Sequential Coalescence Enabled Two-Step Microreactions in Triple-Core Double-Emulsion Droplets Triggered by an Electric Field
Likai Hou, Xiaokang Deng, Weiyu Liu, Yankai Jia, Hongyuan Jiang, Yukun Ren
Advances in microfluidic emulsification have enabled the generation of exquisite multiple-core droplets, which are promising structures to accommodate microreactions. An essential requirement for conducting reactions is the sequential coalescence of the multiple cores encapsulated within these droplets, therefore, mixing the reagents together in a controlled sequence. Here, a microfluidic approach is reported for the conduction of two-step microreactions by electrically fusing three cores inside double-emulsion droplets. Using a microcapillary glass device, monodisperse water-in-oil-in-water droplets are fabricated with three compartmented reagents encapsulated inside.

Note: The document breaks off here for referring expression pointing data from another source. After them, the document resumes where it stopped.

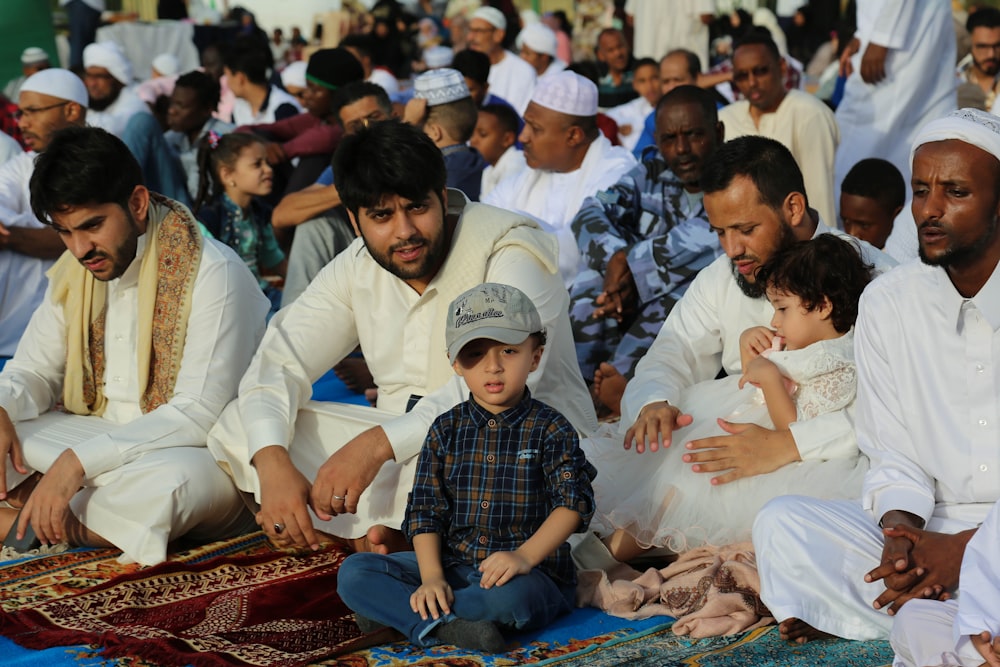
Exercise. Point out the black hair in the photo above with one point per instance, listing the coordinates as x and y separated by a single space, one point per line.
250 57
387 158
984 17
876 179
506 117
768 164
225 154
472 64
823 268
693 61
689 94
81 166
759 37
206 89
357 91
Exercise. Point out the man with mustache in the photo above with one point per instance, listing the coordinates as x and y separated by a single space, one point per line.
756 204
800 121
928 418
142 337
982 66
643 241
49 101
420 245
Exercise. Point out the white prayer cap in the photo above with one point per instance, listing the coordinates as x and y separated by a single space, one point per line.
491 15
566 92
539 38
295 74
59 83
438 56
975 127
440 86
109 56
166 64
34 55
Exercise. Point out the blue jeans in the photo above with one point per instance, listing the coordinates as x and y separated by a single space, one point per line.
379 588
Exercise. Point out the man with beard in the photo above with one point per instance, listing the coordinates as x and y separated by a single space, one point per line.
420 245
142 336
49 101
756 205
928 414
650 224
982 66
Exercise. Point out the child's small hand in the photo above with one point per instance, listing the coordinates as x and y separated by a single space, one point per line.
430 597
500 567
988 647
758 371
753 342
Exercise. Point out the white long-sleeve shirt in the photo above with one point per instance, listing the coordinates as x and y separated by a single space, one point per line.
226 323
22 278
929 394
702 335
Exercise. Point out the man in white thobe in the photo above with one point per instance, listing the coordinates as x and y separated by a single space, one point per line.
142 336
49 100
800 121
510 77
420 246
568 160
901 75
928 356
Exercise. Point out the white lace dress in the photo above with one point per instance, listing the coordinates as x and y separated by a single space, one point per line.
658 499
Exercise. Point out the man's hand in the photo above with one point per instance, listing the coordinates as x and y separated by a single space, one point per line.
430 597
10 446
749 450
655 426
620 297
47 508
501 566
918 564
846 69
275 153
284 494
988 647
344 476
873 63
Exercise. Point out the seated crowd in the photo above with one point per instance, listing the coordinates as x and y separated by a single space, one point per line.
602 312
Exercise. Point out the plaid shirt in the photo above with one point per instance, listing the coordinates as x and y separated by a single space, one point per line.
486 482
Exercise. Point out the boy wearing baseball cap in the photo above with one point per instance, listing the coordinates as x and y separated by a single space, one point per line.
500 485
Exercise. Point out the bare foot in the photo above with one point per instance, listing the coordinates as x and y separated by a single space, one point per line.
608 388
795 630
354 373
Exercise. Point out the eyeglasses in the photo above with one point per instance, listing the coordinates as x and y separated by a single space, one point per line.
742 75
31 111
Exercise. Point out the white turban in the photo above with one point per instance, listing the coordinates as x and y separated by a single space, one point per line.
109 56
59 83
975 127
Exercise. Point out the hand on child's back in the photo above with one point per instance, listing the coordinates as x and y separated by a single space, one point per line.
500 567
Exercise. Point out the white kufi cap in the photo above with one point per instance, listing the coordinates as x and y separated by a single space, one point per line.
566 92
59 83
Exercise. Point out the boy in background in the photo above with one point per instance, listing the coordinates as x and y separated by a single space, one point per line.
501 483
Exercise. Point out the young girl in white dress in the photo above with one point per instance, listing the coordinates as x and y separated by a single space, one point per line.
802 368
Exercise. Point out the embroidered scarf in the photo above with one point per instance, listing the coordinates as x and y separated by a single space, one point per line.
167 272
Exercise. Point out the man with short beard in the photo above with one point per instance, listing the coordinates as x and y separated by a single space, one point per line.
755 202
141 338
982 66
420 245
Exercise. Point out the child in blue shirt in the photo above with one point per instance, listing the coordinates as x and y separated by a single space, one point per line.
501 483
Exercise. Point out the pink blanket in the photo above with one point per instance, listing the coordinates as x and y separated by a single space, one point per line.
711 591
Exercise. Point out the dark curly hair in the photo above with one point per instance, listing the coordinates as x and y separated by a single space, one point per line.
826 267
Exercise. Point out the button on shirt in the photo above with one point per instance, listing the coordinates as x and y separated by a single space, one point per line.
486 483
929 394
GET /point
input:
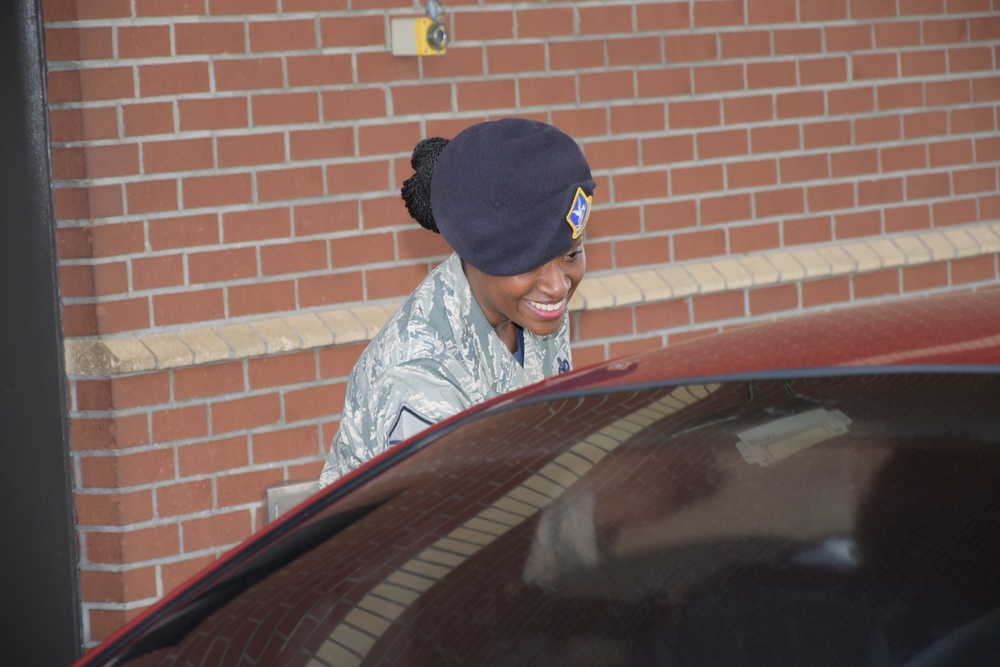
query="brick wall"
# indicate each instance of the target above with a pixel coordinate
(230, 232)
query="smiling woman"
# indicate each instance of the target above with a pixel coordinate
(512, 198)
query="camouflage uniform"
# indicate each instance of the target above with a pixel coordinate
(436, 356)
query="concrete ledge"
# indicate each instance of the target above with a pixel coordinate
(343, 326)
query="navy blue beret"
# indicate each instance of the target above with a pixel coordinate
(510, 195)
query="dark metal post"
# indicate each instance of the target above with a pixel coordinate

An AC electric field is then applied through a polydimethylsiloxane chip to trigger the sequential mixing of the reagents, where the precise sequence is guaranteed by the discrepancy of the volume or conductivity of the inner cores. A two-step reaction in each droplet is ensured by two times of core coalescence, which totally takes 20–40 s depending on varying conditions. The optimal parameters of the AC signal for the sequential fusion of the inner droplets are identified. Moreover, the capability of this technique is demonstrated by conducting an enzyme-catalyzed reaction used for glucose detection with the double-emulsion droplets. This technique should benefit a wide range of applications that require multistep reactions in micrometer scale. Two-step microreactions are achieved in double-emulsion droplets by sequentially coalescing the encapsulated contents using an AC electric field in microfluidic chips. The fusing sequence can be precisely controlled by the volume or ion concentration of the encapsulated droplets. The approach is promising for accommodating various chemical and biological reactions at micrometer scale.